Hace algunos meses, fue divulgado en Alemania el estudio ‘Recuerdos fraudulentos’, basado en algo más de mil encuestas telefónicas aleatorias, para investigar la percepción del pasado en la actualidad. El resultado debió ser sorpresivo, pues cerca de la quinta parte de entrevistados admitió tener antepasados responsables de crímenes cometidos durante el régimen nazi (1933-1945), o que ayudaron a las víctimas, en proporciones casi iguales.
El director del equipo analista señaló que “el antisemitismo y la manipulación de temas como la culpa de la guerra”, distorsionan “la cultura del recuerdo” en ese país. Y resaltó que de acuerdo con el estudio, 79% de los alemanes considera fundamental la enseñanza de la historia.
Vale la pena preguntarse cómo sería un estudio similar en Colombia, muy necesario, por cierto. Lo difícil será protegerlo de la chapucería gubernamental, las zarpas de políticos de todo pelambre y la estrechez de miras de los encuestadores nacionales, que pontifican acerca de un país que desconocen totalmente.
Si se pudiera vencer tan cuasi insuperables obstáculos, quedaría por sortear ese descabellado paradigma del postconflicto, cuya finalidad es mantener vivos los odios nacidos del pasado violento del país. Ya se ven sus consecuencias: la polarización cada vez más aguda de la sociedad, estimulada por las chambonadas gubernamentales y la corrupción del partido de gobierno.
El tal postconflicto se sustenta en dos entelequias: la construcción de identidad y de memoria. Palabras rimbombantes y descrestadoras, cuyo verdadero significado no se devela y quienes creen conocerlo no tienen idea de la realidad del país que pretenden ‘construir’.
El mensaje subliminal de la primera dice que las sociedades que lo configuraron, llevan cinco siglos en condición de N.N. sin valor. Mañosamente se oculta que ningún pueblo carece de identidad. Distinto es que no haya consciencia. (Sirvan como ejemplo quienes se proclaman paisas sin serlo, por incapacidad de reconocerse como caldenses).
Para comenzar, identidad es: costumbres, ceremonias, creencias… La música, la danza, las narraciones, los ritos, son manifestaciones estéticas de la identidad y reafirman a la comunidad depositaria.

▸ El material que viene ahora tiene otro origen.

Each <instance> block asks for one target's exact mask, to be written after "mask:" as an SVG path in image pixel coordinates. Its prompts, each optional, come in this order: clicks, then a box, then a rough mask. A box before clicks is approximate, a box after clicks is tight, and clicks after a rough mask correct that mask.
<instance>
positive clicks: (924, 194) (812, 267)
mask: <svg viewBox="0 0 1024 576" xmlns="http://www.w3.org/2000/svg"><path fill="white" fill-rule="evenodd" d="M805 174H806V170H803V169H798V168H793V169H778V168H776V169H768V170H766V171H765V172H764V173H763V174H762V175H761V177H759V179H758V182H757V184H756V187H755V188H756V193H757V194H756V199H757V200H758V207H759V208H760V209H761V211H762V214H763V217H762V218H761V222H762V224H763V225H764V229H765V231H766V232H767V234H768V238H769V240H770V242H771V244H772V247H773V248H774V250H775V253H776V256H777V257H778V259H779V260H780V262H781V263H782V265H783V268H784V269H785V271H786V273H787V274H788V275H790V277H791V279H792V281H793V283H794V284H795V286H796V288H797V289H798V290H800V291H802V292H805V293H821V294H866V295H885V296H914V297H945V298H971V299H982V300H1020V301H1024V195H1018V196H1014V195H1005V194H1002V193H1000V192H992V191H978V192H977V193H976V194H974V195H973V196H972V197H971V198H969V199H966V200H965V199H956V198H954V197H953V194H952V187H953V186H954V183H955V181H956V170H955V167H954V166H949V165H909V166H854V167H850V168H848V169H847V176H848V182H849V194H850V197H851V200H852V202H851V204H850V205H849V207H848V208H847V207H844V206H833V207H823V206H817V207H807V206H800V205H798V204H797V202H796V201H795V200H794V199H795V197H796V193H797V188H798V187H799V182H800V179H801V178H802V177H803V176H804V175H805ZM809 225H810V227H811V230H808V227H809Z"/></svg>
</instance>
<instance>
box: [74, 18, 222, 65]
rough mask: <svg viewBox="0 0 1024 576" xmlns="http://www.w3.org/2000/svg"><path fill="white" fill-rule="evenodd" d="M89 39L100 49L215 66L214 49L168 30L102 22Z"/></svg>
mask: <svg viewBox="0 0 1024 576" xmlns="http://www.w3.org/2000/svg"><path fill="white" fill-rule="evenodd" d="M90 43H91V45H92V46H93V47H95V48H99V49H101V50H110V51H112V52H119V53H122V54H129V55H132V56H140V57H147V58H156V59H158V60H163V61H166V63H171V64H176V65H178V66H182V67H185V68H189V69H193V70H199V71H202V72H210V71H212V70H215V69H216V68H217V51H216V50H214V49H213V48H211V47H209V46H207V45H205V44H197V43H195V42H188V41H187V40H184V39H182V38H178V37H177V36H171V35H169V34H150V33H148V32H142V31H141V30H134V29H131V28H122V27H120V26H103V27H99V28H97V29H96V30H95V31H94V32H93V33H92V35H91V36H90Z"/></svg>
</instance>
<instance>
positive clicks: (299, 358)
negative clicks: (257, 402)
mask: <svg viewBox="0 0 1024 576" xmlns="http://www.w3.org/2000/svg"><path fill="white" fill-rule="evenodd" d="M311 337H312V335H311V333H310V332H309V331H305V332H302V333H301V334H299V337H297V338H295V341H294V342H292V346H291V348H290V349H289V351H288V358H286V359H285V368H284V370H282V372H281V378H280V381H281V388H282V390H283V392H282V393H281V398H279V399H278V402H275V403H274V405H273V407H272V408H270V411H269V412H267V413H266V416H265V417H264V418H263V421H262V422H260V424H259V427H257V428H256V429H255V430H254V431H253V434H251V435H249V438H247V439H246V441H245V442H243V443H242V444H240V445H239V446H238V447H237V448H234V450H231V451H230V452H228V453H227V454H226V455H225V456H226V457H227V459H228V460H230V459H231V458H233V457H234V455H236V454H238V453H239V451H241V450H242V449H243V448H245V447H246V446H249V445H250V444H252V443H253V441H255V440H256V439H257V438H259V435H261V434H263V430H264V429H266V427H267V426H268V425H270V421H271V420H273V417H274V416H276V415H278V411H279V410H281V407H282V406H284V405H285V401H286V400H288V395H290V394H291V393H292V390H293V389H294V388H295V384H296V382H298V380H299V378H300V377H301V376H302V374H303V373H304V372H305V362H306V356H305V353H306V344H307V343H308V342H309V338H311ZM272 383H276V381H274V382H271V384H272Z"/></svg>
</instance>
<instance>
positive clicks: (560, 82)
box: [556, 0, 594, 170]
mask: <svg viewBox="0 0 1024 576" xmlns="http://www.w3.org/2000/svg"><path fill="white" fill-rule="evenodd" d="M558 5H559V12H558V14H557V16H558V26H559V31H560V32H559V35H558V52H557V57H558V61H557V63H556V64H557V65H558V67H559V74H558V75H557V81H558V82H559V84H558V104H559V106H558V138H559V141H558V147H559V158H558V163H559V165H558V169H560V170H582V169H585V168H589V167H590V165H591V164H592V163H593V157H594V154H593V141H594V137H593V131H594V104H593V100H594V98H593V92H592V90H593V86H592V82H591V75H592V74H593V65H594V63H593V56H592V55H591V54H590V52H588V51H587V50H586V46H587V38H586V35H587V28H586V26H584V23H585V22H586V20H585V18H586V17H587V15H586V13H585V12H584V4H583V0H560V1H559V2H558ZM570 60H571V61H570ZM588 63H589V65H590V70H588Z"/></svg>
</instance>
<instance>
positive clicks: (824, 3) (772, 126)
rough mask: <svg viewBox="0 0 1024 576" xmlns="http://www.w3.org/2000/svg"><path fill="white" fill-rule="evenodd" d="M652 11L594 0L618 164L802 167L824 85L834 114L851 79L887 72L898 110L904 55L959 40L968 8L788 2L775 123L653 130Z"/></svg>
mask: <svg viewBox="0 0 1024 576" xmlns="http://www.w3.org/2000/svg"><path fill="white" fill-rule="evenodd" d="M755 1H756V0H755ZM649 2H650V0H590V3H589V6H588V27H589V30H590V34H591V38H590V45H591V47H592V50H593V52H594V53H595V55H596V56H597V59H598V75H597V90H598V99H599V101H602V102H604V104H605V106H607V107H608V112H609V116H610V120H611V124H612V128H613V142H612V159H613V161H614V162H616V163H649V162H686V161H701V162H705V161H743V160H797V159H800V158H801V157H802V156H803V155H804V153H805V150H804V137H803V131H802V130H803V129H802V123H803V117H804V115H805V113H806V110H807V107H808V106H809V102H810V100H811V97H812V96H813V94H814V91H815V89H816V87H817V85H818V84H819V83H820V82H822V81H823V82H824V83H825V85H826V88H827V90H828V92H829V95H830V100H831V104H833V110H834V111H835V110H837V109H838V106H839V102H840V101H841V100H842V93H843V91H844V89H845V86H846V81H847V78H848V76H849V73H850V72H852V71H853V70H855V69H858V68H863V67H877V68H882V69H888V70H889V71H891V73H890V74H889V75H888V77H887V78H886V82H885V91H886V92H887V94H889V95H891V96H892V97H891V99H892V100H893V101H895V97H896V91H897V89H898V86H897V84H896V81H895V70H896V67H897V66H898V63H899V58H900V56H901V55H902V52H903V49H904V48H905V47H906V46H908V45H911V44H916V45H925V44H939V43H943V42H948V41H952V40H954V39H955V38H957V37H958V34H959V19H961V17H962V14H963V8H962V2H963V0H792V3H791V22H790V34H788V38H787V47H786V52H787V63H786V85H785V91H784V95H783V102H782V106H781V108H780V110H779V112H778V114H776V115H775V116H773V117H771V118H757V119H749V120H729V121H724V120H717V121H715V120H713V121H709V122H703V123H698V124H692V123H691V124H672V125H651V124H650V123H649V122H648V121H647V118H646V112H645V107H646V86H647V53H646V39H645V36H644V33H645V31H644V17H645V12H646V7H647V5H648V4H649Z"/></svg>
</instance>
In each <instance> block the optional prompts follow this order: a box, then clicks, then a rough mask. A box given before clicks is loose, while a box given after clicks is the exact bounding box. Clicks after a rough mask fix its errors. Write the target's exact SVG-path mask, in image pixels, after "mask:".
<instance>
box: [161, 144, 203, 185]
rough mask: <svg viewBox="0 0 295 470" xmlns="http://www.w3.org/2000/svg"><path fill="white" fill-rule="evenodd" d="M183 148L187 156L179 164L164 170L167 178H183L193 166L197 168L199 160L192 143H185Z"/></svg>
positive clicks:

Así las cosas, la idea de “construirla” parte de negar la vigente como esencia de la sociedad y de una actitud mesiánica de sus promotores, quienes pretenden imponerse a los procesos colectivos, para sustituirlos con políticas de Estado o de entidades de fingido ideario cultural.
El mensaje no tan implícito de la ‘construcción de memoria’ se justifica con la creencia según la cual, Colombia es un país de desmemoriados. Se repite machaconamente, porque en apariencia es cierto, pues mucha gente es incapaz de conservar en su mente todos y cada uno de los desastres naturales y humanos acaecidos; reelige a los delincuentes de siempre e, imperdonablemente, mantiene viva su capacidad de disfrutar y soñar.
Pero se calla que la enseñanza de la historia fue suprimida desde 1984 y su recuperación ha sido entorpecida por quienes no están interesados en la toma de conciencia ciudadanía. Tampoco se apela a quienes recuerdan, sino a la franja de edad menos informada, entre 16 y 30 (o más) años, solo por el hecho de ser jóvenes. En tanto objetos de culto, tienen el poder de decidir todo y ser el poder ellos mismos. Y como no se les enseñó a aprender del pasado, creen que la historia comenzó el día de su nacimiento y cada cosa que hacen es una revelación cósmica. Viven en la incultura del recuerdo.
Cuando ésta comience a ser desmontada, ojalá pronto, se demostrará cuán innecesario será “construir” memorias e identidades ficticias, políticamente correctas para proseguir con “la manipulación de temas” vitales. Bastará con revivir las verdaderas, que a pesar de los pesares, siguen latentes.